1. The use of a live animals in photography requires a license from the federal government’s USDA and most states. These are two different licenses which must be renewed each year. See compliance under Licensing and Registration Under the Animal Welfare Act.
2. A part of the permitting and licensing process includes an inspection by the federal government’s USDA offices. This is mandatory, even if your state does not require a license or permit. Different states may have different licensing and inspection requirements as well, however the Federal Government can get you into some serious trouble if you fail to obtain your license.
3. Even if it is just one animal, a license is required. The inspectors may also be required to be present during the photo session. If any animal is hurt, injured or killed, the fines are serious and a they can ban the photographer from actively doing business permanently.
4. Animals are often brutalized by pulling, choking, squishing, yanking and being sat upon by little clients. This is obviously no fun for the little animal.
5. Rabbits are delicately structured animals whose spines can snap just from being held improperly and their legs and ears can be broken or severely damaged without much effort at all. Keep in mind that the legs and wings of chiclets can easily be pulled off and broken by a child who doesn’t know how careful to be. Some rabbits become so stressed they will die of heart failure right on the spot.
6. Animals often panic when handled by children; a frightened rabbit or chiclets can bite and scratch, causing lacerations, deep scratches and puncture wounds to your clients children. These can lead to infections, skin rashes and other diseases.
7. Bunnies and chiclets carry diseases such as Salmonella, which is devastating to small children.
8. Tularemia or “rabbit fever” is even more dangerous.
9. PETA actively engages in looking for these activities during the year, especially on Facebook. They have successfully lobbied the largest photography studios like Sears, JCPenney and Olan Mills to stop the use of live animals. And, I promise you, they are on the look out on Facebook for images that photographers post, call and check licensing and WILL file complaints against the photographer. It’s as simple as calling the USDA and asking if a photographer is licensed. You can also report animal cruelty on PETA’s website.
10. The PPA, Professional Photographers of America, the largest association of photographers in the world, takes a HUGE stand against this.

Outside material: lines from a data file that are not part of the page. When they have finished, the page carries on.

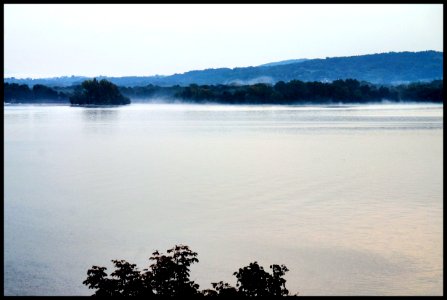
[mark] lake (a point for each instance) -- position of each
(349, 198)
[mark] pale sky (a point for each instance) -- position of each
(46, 40)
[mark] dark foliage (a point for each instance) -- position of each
(169, 274)
(292, 92)
(93, 92)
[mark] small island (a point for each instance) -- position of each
(94, 92)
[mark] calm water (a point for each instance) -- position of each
(349, 198)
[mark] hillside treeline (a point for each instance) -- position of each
(292, 92)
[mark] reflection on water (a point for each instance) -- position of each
(100, 114)
(348, 198)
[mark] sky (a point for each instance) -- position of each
(49, 40)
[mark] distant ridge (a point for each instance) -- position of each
(284, 62)
(384, 68)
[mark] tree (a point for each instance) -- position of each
(92, 92)
(169, 273)
(253, 281)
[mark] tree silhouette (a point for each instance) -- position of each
(169, 273)
(98, 93)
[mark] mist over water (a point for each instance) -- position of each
(349, 198)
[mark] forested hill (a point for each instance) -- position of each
(387, 68)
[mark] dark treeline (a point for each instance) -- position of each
(296, 92)
(14, 92)
(169, 276)
(292, 92)
(94, 92)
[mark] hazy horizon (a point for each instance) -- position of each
(54, 40)
(103, 75)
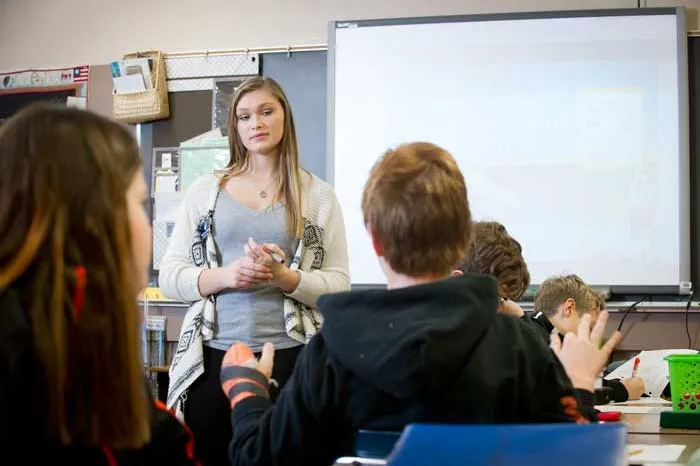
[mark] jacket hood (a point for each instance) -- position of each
(409, 341)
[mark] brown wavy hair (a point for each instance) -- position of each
(64, 175)
(289, 186)
(415, 200)
(492, 251)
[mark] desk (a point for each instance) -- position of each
(645, 429)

11. You can be sued for injury, infections, damages that occur to anyone in the session.
12. The shoot can become quite haphazard if your little clients are chasing bunnies and chiclets. That means you are chasing your client. This, along with the frustration of the child because the animal is not cooperating, the frustration of the parents because the child is not cooperating and the frustration of the photographer because NO ONE is cooperating is not conducive to the best shots ever. Plus, editing out scratches on the face and body parts of your client is an added workload.